Throughout this guide, blue phrases will be used to indicate commands, green phrases for variables, and purple for links and downloads. 

We’ll be using Stata’s built-in longitudinal dataset on women’s employment.


Here is the .do file which you can follow along with.


Let’s begin by learning more about when you would want to specify an interaction term.
 

What is an interaction term and when should it be used?


Including an interaction term in a regression allows you to specify that the value of one variable might heavily depend on another variable. When looking at our longitudinal dataset on women’s employment, we can narrow down a variety of variables which might interact with one another. ttl_exp and collgrad might have significant influences on one another since total work experience is likely to differ as a result of whether or not someone graduated from college. south and race taken together can offer some insights into how region impacts gaps in pay with relation to racial identifiers. These are only a few examples of some of the combinations which might create interesting interaction terms within our regression model.

How are interaction terms represented in Stata?


There are two means through which an interaction term can be specified in Stata, both which employ the use of the pound sign (#).

The first, is through the use of one pound sign which tells Stata that you are interested in estimating solely the interaction term without the effects of each individual variable. In other words, we will only see combinations of the two variables and coefficients for each instead of seeing the impacts of individual variables on their own. Let’s begin by running a model which will show us the the coefficient of south and race taken together as an interaction:

xtreg ln_wage south#race


Looking at the regression’s output table, we see that five interactions have been made from the two variables specified earlier.

  • White#1: compares white workers in the south to white non-Southern workers and has found that those in the south have wages around 5.6% lower.
  • Black#0: compares Black non-Southern workers white non-Southern workers and finds a 1.4% wage gap with Black workers making less.
  • Black#1: compares Black Southern workers and white non-Southern workers finding a 23.9% gap in their wages


** The two other categories, Other#0 and Other#1, are comparisons amongst workers who were classified as other races where the first are non-Southern and the second are Southern. Non-southern workers of other races earn about 9% more than White non-Southerners while in the south this is a gap of about 1.1%. Given the lack of specificity within the term ‘Other’ within the race variable, there is very little to be determined from these final two coefficients.

What if we are interested in parsing the individual effects of each variable on its own as well as would be given to us in a non-interaction term including regression? We can now try running the same model above but instead with the ‘#’ replaced with ‘##’.

xtreg ln_wage south##race





We can see that the format of our regression output table has shifted and that the reference group is those who are White and non-Southern.
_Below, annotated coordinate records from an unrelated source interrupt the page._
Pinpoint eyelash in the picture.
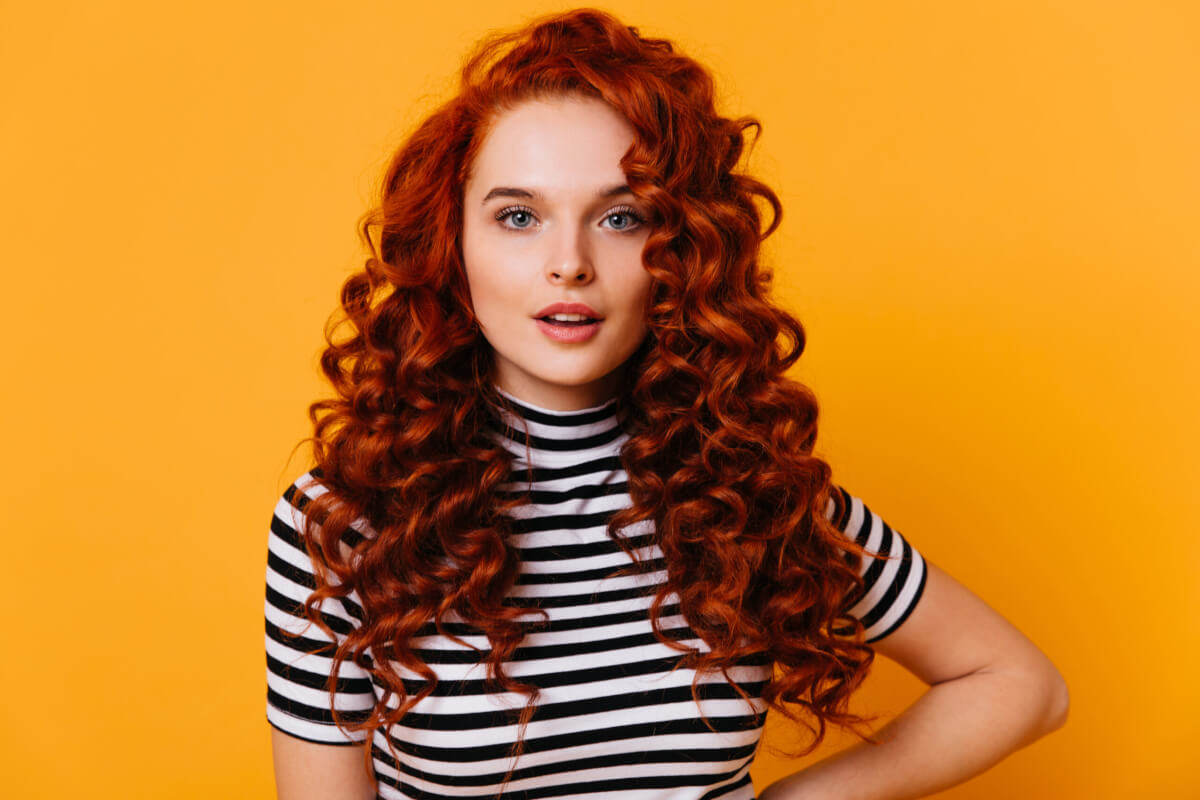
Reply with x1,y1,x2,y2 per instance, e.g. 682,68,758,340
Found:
496,205,646,234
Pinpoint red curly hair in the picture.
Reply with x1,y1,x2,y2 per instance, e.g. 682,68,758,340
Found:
296,4,872,782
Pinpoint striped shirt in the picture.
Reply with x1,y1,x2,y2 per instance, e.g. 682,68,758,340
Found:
265,396,925,800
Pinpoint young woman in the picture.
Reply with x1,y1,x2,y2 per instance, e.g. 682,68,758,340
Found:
266,10,1067,800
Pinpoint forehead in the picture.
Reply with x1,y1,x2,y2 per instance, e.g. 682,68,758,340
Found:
466,96,634,193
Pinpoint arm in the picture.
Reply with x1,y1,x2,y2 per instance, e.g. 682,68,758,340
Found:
271,728,376,800
760,564,1068,800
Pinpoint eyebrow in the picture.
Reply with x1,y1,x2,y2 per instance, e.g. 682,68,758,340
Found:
484,184,634,203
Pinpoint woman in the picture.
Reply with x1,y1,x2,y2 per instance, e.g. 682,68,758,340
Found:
266,10,1067,799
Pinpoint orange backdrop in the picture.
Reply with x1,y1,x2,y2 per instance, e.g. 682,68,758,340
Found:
0,0,1200,800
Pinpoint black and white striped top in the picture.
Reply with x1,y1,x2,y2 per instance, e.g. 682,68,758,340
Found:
266,397,925,800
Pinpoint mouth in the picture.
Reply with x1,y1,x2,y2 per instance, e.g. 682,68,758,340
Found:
536,314,600,327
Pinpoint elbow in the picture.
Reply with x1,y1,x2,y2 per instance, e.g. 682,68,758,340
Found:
1043,664,1070,734
1031,658,1070,739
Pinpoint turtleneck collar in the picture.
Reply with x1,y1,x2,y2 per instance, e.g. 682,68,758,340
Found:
492,387,629,468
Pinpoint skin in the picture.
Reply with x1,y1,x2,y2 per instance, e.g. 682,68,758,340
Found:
462,97,652,410
271,97,1069,800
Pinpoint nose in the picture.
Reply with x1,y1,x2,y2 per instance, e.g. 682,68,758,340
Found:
546,225,595,285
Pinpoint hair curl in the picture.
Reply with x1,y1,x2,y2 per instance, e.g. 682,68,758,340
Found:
296,10,872,786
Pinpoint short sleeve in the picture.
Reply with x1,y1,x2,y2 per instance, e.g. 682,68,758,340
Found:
826,486,926,642
265,473,376,745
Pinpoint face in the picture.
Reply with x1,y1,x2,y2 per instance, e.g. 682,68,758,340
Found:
462,97,652,410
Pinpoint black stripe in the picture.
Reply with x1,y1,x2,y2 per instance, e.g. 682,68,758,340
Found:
863,519,892,594
379,712,767,767
516,534,655,561
266,717,365,747
700,768,751,800
504,584,659,608
371,742,757,787
420,626,700,663
868,554,929,642
511,510,617,534
266,654,374,704
509,456,625,483
516,558,666,587
266,687,371,724
377,765,745,800
264,620,337,658
496,481,629,506
397,681,766,735
393,654,767,697
863,523,912,627
266,584,354,636
413,603,679,636
276,470,366,549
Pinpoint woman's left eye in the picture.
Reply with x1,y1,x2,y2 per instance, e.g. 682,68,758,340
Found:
605,207,646,230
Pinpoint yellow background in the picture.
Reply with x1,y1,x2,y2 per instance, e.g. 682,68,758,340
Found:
0,0,1200,800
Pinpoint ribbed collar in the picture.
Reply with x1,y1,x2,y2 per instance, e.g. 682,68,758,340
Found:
493,387,628,468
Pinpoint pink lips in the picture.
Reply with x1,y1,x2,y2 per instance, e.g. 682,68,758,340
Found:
534,302,601,319
534,302,604,343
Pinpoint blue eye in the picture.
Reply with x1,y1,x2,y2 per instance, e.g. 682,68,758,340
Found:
496,205,533,230
605,206,646,230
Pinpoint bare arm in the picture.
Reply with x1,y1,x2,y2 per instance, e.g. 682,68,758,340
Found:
760,564,1068,800
271,728,376,800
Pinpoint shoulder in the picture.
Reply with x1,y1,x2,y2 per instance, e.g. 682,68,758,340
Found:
826,485,928,642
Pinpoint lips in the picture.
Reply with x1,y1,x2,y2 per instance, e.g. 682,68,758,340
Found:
534,302,604,320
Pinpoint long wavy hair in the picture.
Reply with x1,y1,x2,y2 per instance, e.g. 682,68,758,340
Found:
296,4,872,782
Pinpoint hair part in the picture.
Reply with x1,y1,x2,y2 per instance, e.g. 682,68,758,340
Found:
290,8,872,786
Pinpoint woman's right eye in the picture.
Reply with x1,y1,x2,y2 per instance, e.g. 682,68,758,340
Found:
496,205,533,230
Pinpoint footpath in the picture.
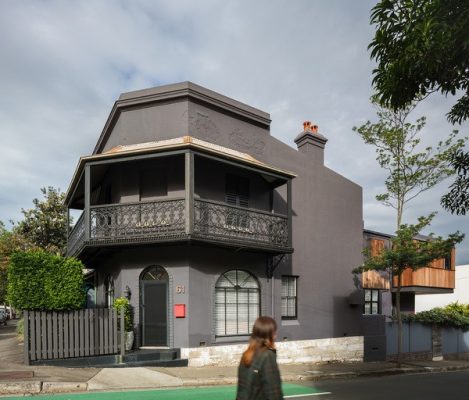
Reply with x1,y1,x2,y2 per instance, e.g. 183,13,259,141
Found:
0,328,469,397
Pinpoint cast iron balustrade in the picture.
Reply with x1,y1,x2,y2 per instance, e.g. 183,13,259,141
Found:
90,199,185,242
194,199,288,248
68,198,290,255
67,213,85,256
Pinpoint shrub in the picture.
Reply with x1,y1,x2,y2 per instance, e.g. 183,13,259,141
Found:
404,302,469,331
113,297,133,332
8,250,85,311
16,318,24,336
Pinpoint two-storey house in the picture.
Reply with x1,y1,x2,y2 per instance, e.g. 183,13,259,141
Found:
66,82,363,347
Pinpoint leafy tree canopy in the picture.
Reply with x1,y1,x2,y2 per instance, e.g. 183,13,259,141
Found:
14,187,67,254
353,96,467,228
8,249,85,311
369,0,469,123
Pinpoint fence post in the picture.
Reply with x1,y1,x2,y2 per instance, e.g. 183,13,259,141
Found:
120,307,125,364
23,311,29,365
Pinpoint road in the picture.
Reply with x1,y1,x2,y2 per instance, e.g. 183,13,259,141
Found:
304,371,469,400
2,371,469,400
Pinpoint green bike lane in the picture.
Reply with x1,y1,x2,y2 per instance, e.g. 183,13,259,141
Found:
0,383,329,400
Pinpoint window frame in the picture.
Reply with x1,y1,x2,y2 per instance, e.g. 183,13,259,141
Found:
280,275,299,321
363,288,381,315
213,268,262,339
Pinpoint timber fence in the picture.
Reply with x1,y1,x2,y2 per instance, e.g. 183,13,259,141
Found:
24,308,123,364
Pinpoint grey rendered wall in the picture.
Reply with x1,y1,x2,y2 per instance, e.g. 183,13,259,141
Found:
95,246,189,347
103,101,188,151
95,86,363,342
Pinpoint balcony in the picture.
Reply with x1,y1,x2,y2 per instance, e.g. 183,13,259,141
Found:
68,198,291,256
393,267,455,293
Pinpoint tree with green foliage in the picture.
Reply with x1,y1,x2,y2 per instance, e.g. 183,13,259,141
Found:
112,297,133,332
404,302,469,331
7,249,85,311
441,151,469,215
353,97,464,229
0,221,35,303
369,0,469,214
353,214,464,367
14,187,67,254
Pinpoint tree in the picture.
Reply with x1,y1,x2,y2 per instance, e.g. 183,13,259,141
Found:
0,221,35,303
441,152,469,215
353,213,464,367
14,187,67,254
353,97,464,229
8,249,85,311
369,0,469,214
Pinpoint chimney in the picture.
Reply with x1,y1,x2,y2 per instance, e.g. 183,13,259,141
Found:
295,121,327,165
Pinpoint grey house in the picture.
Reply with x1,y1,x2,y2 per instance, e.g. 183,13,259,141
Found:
66,82,363,348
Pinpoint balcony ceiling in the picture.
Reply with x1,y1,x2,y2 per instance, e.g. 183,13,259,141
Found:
65,136,296,202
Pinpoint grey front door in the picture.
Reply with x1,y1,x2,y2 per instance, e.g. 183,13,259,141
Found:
142,281,168,346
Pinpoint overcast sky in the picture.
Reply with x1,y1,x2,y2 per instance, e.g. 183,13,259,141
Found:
0,0,469,264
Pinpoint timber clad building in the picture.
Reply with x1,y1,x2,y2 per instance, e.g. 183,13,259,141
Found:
66,82,452,348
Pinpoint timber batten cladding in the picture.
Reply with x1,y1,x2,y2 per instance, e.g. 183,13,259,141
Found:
362,231,455,293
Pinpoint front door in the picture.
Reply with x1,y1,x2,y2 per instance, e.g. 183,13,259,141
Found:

Some key points that should be noted from the table are that:

  • Black non-Southern workers overall earn 1.3% less than White non-Southern workers
  • White Southern workers earn 5.6% less than White non-Southern workers
  • There’s an additional wage penalty for Black Southern workers since they earn 17% lower than White Southerners.
  • Other’ is too broad and non-specific a category to attribute meaning to within this regression.

    Congrats on successfully completing this guide on using interaction terms in Stata!